La chica hizo una pausa antes de exclamar:

—¡Hijo de puta!

—¿Amy te contó algo sobre él?

—Me dijo que ayer por la noche iba a hablar con Gary; habían quedado en su casa. Desde entonces no he podido hablar con ella.

—¿Has llamado a la policía?

—Llamé a la seguridad del campus, pero no me hicieron caso. Todos conocen a Gary, y me dijeron que estaba loca. Para ellos, que una chica del campus no vuelva en toda la noche no es un problema del que preocuparse.

—Deberías ir a la policía —insistió Hilary.

—¿Para contarles qué? ¿Que mi compañera no ha dormido en la habitación esta noche? Me darán una palmadita en la espalda y me dirán que vuelva mañana. No puedo hacer esto sola. —Katie hizo una breve pausa y luego habló de nuevo, muy rápido—: Oiga, usted vive cerca de Door County, ¿verdad? Por eso la he llamado. Si viene hasta aquí con el coche, podremos hablar juntas con la policía.

Hilary miró el reloj y frunció el ceño.

—Estoy en Washington Island y sólo queda un ferry. No estoy segura de que me dé tiempo.

—Por favor —insistió Katie—. Si lo hacemos juntas, nos tomarán en serio. Si no, no empezarán a repartir carteles hasta dentro de un par de días, y creo que Amy está en problemas ahora mismo.

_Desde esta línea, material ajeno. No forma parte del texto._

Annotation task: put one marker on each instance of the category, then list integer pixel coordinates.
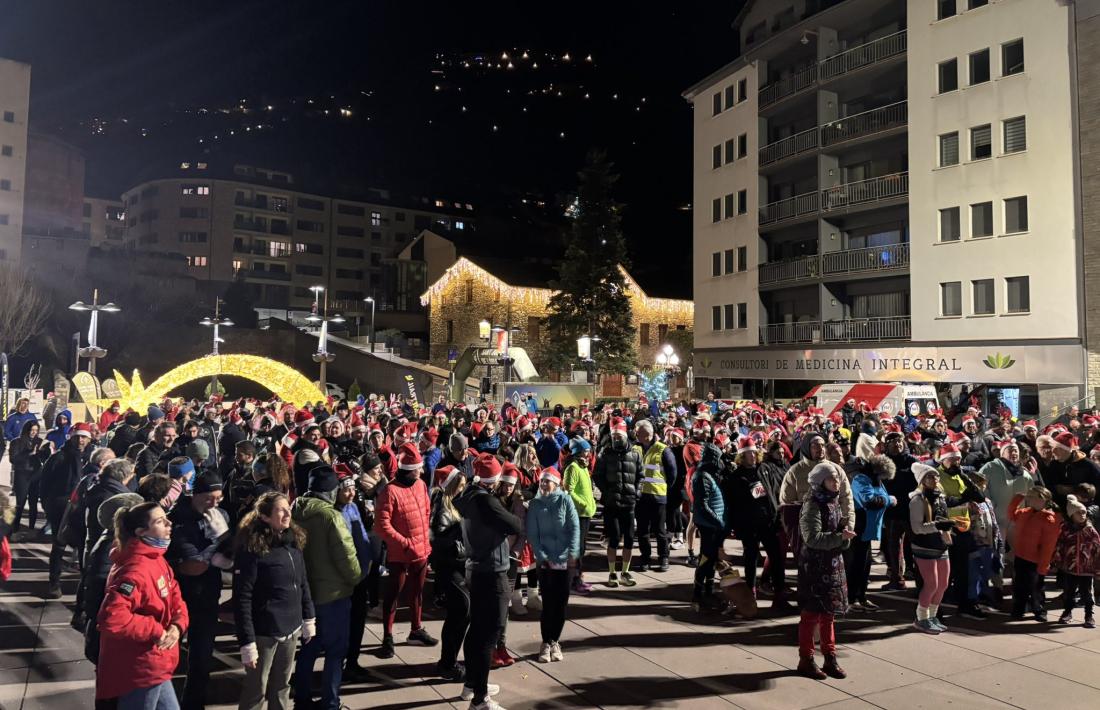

Hilary vaciló. Sabía que no tenían nada de peso que contar a la policía. Tal vez era cierto que Gary Jensen daba grima, pero eso no era un crimen. Aun así, compartía el temor de Katie: algo no iba bien. Si Amy estaba en casa de Jensen cuando realizó esa extraña llamada, era posible que se encontrara en peligro, sobre todo si Gary Jensen estaba relacionado de algún modo con Glory Fischer.

—De acuerdo —dijo Hilary—. Si consigo llegar al ferry, aún tardaré un par de horas más en llegar allí. No hagas nada mientras tanto, ¿de acuerdo? Sólo espérame.

—Llámeme cuando esté cerca —le pidió Katie.

Hilary colgó, contempló el cielo amenazador y se dio cuenta de que había estado conduciendo bajo un aguacero mientras se dirigía a Green Bay. Se acercaba una tormenta de órdago. Dio la vuelta con el coche y aceleró hacia el embarcadero del ferry; mientras, marcó el número de Mark. El teléfono ya había empezado a sonar cuando recordó el mensaje que él le había dejado en el contestador de casa.

Había perdido el móvil.

Estaba a punto de colgar cuando alguien contestó. Alguien que no era Mark.